04:29 PM EST, 11/27/2024 (MT Newswires) -- The Toronto Stock Exchange closed at a fresh record high on Wednesday, even amid discussions over the impact of U.S. President-elect Trump threat to impose a 25% blanket tariff on Canada's exports to the United States continue.
The S&P/TSX Composite Index closed up 83.16 points to 25,488.3, topping the prior record of 25,444.28 set on Nov.21. Utilities, up 0.9%, and Health Care, up 0.9%, were the biggest gainers on the day, while Battery Metals, down 2.32%, was the biggest decliner.
West Texas Intermediate (WTI) crude oil closed lower even after a report showed a drop in U.S oil inventories last week while OPEC+ will meet over the weekend to consider its plan to begin returning 2.2-million barrels per day of production cuts to the market. WTI crude oil for January delivery closed down US$0.0.05 to settle at US$68.72 per barrel, while January Brent crude, the global benchmark, closed US$0.02 to US$72.82.
Gold traded higher late afternoon on Wednesday as the dollar and treasury yields weakened amid a flurry of U.S. economic data released ahead of the Thanksgiving holiday, including a key inflation report. Gold for February delivery was last seen up US$16.70 to US$2,663.00 per ounce.
Prime Minister Justin Trudeau is meeting virtually with premiers on Wednesday to find a united response to Trump's threats as economists suss out the effects the imposition of the punishing tariffs. TD Economics proposed steps the federal government could take to shield the economy from a potential disaster.

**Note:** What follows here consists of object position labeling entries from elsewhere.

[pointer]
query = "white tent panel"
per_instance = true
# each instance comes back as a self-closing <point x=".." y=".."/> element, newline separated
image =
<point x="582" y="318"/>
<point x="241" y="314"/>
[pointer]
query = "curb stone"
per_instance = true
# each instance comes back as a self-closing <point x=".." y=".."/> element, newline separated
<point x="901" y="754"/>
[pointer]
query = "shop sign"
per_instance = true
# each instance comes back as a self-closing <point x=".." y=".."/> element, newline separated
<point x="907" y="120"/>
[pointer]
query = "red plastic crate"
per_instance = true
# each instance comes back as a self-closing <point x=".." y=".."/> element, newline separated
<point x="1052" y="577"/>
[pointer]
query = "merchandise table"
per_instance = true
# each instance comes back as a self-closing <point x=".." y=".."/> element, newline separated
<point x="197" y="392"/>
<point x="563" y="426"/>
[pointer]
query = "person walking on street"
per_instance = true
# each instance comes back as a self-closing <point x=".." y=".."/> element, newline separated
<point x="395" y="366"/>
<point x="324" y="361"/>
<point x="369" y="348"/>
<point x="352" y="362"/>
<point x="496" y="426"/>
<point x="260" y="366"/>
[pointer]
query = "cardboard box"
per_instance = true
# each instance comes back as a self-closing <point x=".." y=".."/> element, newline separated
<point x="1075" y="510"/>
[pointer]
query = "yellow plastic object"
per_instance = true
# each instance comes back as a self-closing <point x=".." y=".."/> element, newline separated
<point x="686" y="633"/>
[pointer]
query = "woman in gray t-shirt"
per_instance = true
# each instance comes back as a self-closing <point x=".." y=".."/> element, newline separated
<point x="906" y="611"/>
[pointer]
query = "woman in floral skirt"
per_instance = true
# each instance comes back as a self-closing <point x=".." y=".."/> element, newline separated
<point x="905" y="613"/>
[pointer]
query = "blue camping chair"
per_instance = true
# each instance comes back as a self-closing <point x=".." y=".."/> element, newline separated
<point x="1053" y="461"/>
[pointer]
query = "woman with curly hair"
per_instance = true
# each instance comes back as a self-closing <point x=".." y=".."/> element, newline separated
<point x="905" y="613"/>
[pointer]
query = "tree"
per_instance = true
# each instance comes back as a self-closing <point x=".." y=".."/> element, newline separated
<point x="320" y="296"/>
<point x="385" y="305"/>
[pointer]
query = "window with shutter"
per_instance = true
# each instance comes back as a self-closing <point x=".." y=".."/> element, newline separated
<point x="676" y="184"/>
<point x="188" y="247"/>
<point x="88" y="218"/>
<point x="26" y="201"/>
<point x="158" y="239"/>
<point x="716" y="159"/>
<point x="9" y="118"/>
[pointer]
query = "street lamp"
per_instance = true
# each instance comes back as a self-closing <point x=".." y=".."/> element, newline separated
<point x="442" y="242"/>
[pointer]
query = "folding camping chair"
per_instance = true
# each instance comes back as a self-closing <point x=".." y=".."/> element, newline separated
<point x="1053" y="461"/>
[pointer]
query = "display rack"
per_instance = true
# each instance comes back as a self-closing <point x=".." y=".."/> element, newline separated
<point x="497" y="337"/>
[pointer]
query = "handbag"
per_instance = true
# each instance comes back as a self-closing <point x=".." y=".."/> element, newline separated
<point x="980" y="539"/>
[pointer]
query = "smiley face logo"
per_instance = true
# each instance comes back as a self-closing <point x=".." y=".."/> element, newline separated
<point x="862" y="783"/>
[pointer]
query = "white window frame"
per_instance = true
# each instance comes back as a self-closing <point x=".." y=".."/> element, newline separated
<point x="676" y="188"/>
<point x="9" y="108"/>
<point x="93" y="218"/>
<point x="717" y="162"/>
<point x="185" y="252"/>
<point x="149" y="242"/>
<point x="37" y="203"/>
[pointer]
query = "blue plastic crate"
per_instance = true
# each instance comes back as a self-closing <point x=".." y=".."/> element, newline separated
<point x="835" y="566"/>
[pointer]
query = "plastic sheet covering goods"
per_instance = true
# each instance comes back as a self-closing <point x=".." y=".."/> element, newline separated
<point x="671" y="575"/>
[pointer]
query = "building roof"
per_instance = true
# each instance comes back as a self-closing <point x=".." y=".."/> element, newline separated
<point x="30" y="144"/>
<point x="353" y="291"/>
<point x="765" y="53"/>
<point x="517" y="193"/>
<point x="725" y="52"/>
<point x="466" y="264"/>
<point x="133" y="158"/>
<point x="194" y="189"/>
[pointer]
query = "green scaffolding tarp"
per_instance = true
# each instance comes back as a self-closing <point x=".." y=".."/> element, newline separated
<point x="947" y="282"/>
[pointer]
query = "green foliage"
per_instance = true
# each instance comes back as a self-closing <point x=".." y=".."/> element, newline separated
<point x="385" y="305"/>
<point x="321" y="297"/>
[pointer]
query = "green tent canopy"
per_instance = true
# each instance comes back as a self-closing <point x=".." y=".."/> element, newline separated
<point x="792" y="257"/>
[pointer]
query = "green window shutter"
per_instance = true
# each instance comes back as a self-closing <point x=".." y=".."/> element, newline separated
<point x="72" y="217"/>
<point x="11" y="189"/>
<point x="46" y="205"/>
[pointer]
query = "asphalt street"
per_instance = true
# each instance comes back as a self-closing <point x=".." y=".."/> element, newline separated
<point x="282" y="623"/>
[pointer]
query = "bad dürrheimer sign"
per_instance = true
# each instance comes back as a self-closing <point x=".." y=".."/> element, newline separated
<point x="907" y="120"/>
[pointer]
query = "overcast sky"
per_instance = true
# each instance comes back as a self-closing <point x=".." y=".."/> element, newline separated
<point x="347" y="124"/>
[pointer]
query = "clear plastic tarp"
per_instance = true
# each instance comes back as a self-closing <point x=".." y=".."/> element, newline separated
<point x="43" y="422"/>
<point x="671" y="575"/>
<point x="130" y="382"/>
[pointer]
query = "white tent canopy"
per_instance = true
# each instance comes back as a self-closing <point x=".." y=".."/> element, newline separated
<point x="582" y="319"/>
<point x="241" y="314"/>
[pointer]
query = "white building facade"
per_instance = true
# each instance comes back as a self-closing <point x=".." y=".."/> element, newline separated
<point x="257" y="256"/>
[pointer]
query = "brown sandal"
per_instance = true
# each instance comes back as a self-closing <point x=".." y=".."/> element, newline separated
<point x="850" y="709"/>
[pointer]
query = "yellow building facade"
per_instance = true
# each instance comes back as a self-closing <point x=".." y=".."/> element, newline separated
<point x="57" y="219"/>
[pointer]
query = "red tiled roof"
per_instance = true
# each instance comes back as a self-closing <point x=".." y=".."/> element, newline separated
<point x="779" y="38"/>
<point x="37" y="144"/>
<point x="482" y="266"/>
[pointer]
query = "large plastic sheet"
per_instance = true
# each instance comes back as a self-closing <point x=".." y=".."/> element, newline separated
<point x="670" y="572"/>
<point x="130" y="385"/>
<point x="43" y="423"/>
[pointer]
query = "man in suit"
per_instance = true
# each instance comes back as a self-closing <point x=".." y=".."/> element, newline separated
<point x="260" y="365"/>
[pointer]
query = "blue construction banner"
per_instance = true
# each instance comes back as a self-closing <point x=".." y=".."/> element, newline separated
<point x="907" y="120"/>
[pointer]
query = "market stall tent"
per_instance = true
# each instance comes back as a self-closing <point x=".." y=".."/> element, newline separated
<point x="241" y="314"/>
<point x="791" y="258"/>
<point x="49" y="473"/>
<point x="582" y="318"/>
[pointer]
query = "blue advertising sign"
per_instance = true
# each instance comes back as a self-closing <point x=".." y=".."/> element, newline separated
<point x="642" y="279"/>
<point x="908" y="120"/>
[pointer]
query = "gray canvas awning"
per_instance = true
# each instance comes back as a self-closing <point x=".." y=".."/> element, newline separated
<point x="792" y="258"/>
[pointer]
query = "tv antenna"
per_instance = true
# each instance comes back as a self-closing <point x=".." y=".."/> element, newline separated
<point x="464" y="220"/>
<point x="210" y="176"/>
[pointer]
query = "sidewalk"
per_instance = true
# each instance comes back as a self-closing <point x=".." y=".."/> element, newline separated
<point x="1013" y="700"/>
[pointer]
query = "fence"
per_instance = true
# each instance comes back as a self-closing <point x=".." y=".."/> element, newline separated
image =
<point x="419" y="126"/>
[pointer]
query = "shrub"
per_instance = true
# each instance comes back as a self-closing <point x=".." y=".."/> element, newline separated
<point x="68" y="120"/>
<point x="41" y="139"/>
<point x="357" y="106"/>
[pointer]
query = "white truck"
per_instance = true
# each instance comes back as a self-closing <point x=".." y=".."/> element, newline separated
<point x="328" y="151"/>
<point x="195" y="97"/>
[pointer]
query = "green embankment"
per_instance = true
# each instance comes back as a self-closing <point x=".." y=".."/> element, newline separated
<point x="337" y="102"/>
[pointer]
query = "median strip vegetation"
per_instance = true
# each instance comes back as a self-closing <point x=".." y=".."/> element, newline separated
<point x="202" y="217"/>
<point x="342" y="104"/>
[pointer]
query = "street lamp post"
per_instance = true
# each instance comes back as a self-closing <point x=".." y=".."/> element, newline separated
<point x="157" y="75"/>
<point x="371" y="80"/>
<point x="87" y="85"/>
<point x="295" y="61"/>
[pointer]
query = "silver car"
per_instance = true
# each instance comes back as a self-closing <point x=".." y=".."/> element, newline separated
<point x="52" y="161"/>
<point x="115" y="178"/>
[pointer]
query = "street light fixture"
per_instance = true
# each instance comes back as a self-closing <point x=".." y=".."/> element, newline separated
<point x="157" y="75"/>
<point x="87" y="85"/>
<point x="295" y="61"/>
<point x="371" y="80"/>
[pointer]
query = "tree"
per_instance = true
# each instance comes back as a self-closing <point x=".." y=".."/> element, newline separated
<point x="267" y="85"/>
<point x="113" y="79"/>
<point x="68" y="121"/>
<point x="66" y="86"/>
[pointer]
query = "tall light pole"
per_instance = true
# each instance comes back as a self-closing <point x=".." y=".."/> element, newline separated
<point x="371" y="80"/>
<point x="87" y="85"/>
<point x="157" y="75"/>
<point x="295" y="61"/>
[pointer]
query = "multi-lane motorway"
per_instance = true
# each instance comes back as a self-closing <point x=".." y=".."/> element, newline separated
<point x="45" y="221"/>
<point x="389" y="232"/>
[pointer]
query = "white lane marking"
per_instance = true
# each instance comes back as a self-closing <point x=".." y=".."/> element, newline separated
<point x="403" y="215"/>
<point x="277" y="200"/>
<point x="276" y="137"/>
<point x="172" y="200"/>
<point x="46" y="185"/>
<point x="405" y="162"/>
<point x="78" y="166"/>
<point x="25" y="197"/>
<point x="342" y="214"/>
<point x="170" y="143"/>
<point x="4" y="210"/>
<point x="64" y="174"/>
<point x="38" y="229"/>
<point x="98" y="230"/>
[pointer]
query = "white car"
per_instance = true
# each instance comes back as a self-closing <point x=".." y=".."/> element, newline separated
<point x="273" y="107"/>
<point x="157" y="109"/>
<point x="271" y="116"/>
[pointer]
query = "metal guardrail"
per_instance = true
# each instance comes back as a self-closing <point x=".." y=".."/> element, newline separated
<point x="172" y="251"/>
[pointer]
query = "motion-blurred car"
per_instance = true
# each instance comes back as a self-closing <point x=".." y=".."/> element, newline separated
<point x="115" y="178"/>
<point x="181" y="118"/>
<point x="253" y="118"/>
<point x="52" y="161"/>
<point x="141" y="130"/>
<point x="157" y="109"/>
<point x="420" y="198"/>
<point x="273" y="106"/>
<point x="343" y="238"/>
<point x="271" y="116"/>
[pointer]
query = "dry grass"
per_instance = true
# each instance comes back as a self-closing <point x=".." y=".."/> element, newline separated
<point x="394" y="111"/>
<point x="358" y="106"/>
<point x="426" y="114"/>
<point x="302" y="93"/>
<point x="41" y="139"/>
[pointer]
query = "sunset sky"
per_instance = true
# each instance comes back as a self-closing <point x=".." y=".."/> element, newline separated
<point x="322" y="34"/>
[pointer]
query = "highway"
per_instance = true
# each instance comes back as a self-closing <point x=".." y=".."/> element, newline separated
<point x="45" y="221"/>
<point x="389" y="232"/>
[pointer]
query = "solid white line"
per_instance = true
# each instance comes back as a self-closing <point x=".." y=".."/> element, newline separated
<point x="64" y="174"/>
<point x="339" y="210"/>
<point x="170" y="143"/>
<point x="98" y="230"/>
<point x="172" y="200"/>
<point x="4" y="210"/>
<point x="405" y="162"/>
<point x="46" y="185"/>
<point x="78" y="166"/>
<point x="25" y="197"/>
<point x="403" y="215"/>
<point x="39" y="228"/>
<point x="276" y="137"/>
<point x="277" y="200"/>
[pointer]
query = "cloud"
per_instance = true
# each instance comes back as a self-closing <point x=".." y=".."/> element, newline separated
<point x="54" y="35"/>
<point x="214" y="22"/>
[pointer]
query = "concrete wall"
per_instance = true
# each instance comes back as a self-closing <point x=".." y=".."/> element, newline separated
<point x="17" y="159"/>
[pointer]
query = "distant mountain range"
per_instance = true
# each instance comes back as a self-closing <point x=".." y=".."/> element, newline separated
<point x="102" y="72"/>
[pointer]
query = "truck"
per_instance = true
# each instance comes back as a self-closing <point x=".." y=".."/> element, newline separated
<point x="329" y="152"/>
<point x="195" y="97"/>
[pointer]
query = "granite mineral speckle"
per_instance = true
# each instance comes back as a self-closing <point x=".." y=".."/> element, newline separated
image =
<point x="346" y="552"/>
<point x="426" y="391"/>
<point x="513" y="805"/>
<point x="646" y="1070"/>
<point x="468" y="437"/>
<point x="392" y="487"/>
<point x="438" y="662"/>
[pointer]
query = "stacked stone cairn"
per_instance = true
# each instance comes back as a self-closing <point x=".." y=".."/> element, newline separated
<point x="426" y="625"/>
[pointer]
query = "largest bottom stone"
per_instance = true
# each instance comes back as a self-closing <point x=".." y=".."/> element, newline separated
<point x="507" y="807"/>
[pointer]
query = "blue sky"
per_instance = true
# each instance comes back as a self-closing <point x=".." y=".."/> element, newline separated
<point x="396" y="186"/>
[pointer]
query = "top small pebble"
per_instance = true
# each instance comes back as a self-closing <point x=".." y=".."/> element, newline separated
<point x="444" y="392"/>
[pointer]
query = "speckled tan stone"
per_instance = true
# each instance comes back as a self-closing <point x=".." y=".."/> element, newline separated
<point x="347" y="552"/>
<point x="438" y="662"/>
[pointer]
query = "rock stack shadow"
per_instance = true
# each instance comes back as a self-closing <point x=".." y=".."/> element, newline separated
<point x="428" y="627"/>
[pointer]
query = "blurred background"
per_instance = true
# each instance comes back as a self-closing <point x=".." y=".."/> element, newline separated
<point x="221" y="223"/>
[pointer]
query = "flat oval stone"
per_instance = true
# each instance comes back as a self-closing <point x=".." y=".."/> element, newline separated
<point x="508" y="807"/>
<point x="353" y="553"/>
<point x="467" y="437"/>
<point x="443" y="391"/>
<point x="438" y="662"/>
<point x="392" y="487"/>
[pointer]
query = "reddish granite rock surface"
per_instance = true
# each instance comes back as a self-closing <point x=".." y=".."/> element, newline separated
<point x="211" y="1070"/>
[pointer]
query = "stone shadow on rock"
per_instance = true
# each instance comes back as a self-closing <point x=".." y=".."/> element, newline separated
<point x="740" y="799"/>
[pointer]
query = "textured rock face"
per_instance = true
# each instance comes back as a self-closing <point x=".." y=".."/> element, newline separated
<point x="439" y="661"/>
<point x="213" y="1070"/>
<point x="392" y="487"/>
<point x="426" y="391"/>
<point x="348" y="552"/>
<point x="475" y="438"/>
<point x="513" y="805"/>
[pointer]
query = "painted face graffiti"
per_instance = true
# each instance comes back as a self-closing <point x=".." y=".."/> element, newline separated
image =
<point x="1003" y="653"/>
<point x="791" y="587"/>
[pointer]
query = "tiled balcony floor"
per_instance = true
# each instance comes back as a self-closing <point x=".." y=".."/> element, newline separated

The bank said the economies of 30 U.S. states are tied to trade with Canada, offering leverage even ahead of Trump's inauguration.
"The silver lining is that Canada has a window to begin negotiations to circumvent this outcome. There's $3.6 billion in goods and services flowing between these countries every day, with 30 U.S. states having a trade interdependency with Canada. While the threat is large, we presume Canada will have some success with advance negotiations, otherwise both countries risk stagnation in a tit-for-tat tariff war of this magnitude," the bank noted.
TD Economics also encouraged the Canadian government to begin advancing policies to support competitiveness of the economy. It said U.S. policies offer "corporate taxes, reduce red tape, and favor domestic manufacturing would further compromise Canada's attractiveness for investment over the longer term".
It fears Canada could face a brain drain to the United States and encouraged the government to make changes to stimulate the economy and raise productivity.
"Meaningful change in taxes, regulatory barriers, and investment incentives should come into scope. It is no longer sufficient to trim around the edges, as the competitive gap has simply become too large with its greatest trading partner. Canada used to have a tax advantage to incentivize investment, but this has eroded. Taxes and regulatory costs have increasingly been cited in small business surveys as a major input cost constraint. And lastly, personal income tax competitiveness is lacking. The most highly educated graduates are financially better off south of the border," the bank noted.